Come più volte annunciato dal Presidente del Consiglio nei giorni scorsi, nell’ambito delle norme contenute nella legge di stabilità, si segnala l’approvazione di un Piano per la rigenerazione urbana incentrato sulle periferie e sui fenomeni di marginalizzazione i cui contenuti specifici saranno definiti con un successivo provvedimento. La tempistica delineata è molto rapida e si rivolge ai Comuni che dovranno, entro il prossimo 30 giugno, essere in grado di inviare le proposte su cui dovrà esprimersi un apposito Nucleo di valutazione.
Si segnala per altro che l’iniziativa del Piano per le periferie si integra, almeno per il 2015, con il Piano città i cui termini sarebbero scaduti il 5 ottobre prossimo.
Di seguito il commento tecnico sulle norme di interesse per il mercato privato.
Rigenerazione urbana
Incentivi per la rigenerazione urbana (art. 1, comma 271)
Il comma 271 interviene, in senso positivo, a fornire un’interpretazione autentica dell’art. 5 commi 9 e 14 del decreto legge 13 maggio 2011 n. 70 “Semestre Europeo – prime disposizioni urgenti per l’economia” con il quale erano state introdotte una prima serie di misure normative per agevolare la rigenerazione urbana che però avevano destato alcune perplessità di natura applicativa.

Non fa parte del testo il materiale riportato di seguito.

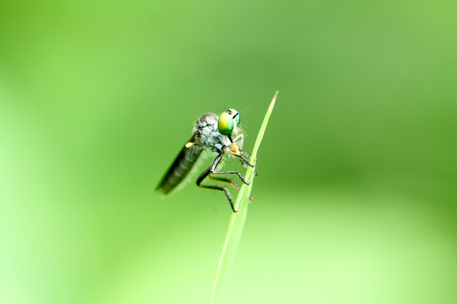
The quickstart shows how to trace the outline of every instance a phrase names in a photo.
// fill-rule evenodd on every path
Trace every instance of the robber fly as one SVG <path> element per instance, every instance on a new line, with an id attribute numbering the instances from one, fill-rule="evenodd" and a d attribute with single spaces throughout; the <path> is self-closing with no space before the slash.
<path id="1" fill-rule="evenodd" d="M 193 135 L 183 147 L 161 181 L 157 185 L 156 189 L 165 194 L 170 193 L 184 180 L 202 153 L 205 149 L 209 149 L 216 155 L 216 158 L 212 164 L 199 177 L 197 185 L 206 189 L 223 191 L 230 202 L 232 210 L 234 212 L 238 212 L 238 210 L 235 208 L 230 193 L 225 187 L 202 184 L 202 182 L 209 176 L 212 179 L 231 183 L 239 190 L 240 186 L 232 179 L 216 177 L 221 174 L 236 174 L 242 182 L 249 184 L 250 181 L 246 181 L 237 171 L 216 171 L 218 164 L 225 154 L 239 158 L 246 167 L 248 166 L 254 167 L 254 165 L 243 156 L 251 157 L 242 149 L 244 140 L 244 137 L 240 128 L 240 113 L 236 110 L 229 109 L 221 113 L 219 117 L 213 113 L 202 115 L 195 123 Z"/>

È opportuno ricordare che l’art. 5 del decreto legge 70/11 al comma 9 prevedeva, per agevolare la riqualificazione di aree degradate anche attraverso la demolizione e ricostruzione, una serie di incentivi quale il riconoscimento di volumetria aggiuntiva, la delocalizzazione dei volumi preesistenti, la modifica della sagoma. Tutto ciò previa specifica legge regionale da approvare entro l’11 settembre 2011. Il comma 14 nel caso in cui la regione ( a statuto ordinario) non avesse approvato la predetta legge, prevedeva il riconoscimento di una volumetria premiale aggiuntiva nella misura massima del 20% (edifici residenziali) o della superficie nella misura massima del 10% (altri edifici). Ulteriori condizioni per accedere a tali incentivi erano il rispetto degli standard urbanistici, della normativa antisismica, ecc. (vedi comma 11, periodo 2, art. 5 decreto legge 70/11) e la localizzazione dell’edificio in area diversa dal centro storico o edificabile ( vedi comma 10, art. 5 decreto legge 70/11) ovvero la regolarità urbanistica dell’immobile.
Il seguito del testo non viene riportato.